AlhazenML: Explaining Program Behavior

5 minute read

Published:

Considering the difficulties of determining the circumstances of a program’s behavior, Kampmann et al. [KHSZ20] presented an approach to automatically learn the associations between the failure of a program and the input data. Their proposed idea affiliates syntactical input features, like input length or the presence of particular derivation sequences, with faulty program behavior. Thus, based on these associations, their tool Alhazen forms hypotheses on why failure-inducing input files result in a program defect. In this notebook, we will build the tool Alhazen proposed by Kampmann et al. and extend it with additional machine learning models.

Parts of this notebook were a joint work with my colleague Hoang Lam Nguyen from Humboldt-Universität Zu Berlin.

💡 Coming Soon! This Site is currently under construction and is only updated periodically (i.e. when I have time :) )

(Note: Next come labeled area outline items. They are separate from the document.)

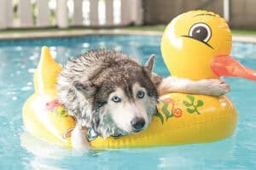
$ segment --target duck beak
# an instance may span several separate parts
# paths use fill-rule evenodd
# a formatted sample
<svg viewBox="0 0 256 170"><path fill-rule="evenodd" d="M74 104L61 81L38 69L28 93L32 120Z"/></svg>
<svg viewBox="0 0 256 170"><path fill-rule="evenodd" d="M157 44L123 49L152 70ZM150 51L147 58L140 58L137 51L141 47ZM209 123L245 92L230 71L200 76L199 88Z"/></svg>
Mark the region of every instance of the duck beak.
<svg viewBox="0 0 256 170"><path fill-rule="evenodd" d="M212 71L218 76L239 76L256 81L256 71L246 68L230 55L218 55L211 63Z"/></svg>

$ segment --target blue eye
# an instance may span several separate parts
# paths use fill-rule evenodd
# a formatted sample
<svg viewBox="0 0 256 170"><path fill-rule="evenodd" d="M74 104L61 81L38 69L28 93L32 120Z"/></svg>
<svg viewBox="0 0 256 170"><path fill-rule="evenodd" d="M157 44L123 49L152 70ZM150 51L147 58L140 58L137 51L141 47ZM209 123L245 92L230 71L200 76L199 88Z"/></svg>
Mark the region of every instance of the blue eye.
<svg viewBox="0 0 256 170"><path fill-rule="evenodd" d="M113 96L112 99L112 101L113 101L114 103L119 103L121 102L121 99L118 96Z"/></svg>
<svg viewBox="0 0 256 170"><path fill-rule="evenodd" d="M138 91L137 93L137 97L138 98L138 99L143 99L143 97L144 97L144 95L145 95L145 93L143 92L143 91Z"/></svg>

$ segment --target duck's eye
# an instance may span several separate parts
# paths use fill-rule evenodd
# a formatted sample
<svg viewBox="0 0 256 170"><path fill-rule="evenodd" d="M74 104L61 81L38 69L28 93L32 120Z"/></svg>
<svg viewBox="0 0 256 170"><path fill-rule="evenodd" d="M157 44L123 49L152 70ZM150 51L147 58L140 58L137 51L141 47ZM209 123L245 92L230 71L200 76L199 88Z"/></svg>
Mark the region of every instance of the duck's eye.
<svg viewBox="0 0 256 170"><path fill-rule="evenodd" d="M142 90L139 90L136 95L138 99L143 99L145 95L145 93Z"/></svg>
<svg viewBox="0 0 256 170"><path fill-rule="evenodd" d="M205 23L196 23L189 30L190 37L207 42L212 36L211 28Z"/></svg>
<svg viewBox="0 0 256 170"><path fill-rule="evenodd" d="M121 98L118 97L118 96L113 96L112 99L111 99L112 101L113 101L114 103L119 103L119 102L121 102Z"/></svg>

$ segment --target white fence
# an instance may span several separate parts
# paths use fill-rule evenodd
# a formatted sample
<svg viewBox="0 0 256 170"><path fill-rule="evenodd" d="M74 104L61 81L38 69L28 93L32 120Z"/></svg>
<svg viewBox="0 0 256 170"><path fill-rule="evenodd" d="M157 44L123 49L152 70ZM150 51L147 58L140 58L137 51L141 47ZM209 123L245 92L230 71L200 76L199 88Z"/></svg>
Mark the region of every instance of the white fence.
<svg viewBox="0 0 256 170"><path fill-rule="evenodd" d="M0 29L143 22L142 0L0 0Z"/></svg>

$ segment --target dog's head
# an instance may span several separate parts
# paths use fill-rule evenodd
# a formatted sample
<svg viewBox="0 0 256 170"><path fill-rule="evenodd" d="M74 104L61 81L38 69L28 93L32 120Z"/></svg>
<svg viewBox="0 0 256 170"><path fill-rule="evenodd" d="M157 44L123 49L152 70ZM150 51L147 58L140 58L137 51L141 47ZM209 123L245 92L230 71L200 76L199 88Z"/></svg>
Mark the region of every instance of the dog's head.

Why do we need to explain program behavior?

💡 [Info]: We use the functionality provided by The Fuzzingbook. For a more detailed description of grammars, have a look at the chapter Fuzzing with Grammars.

To illustrate Alhazen’s use case and necessity, we start with a quick motivating example. First, let me introduce to you our program under test: The Calculator. This infamous program is similar to the one described in the original paper; however, we introduced a synthetic BUG that you have to explain utilizing the machine learning models learned by Alhazen.

💡[Note] We altered the calculator’s behavior to make the bug explanation more challenging. The introduced bug by Kampmann et al. is different from ours.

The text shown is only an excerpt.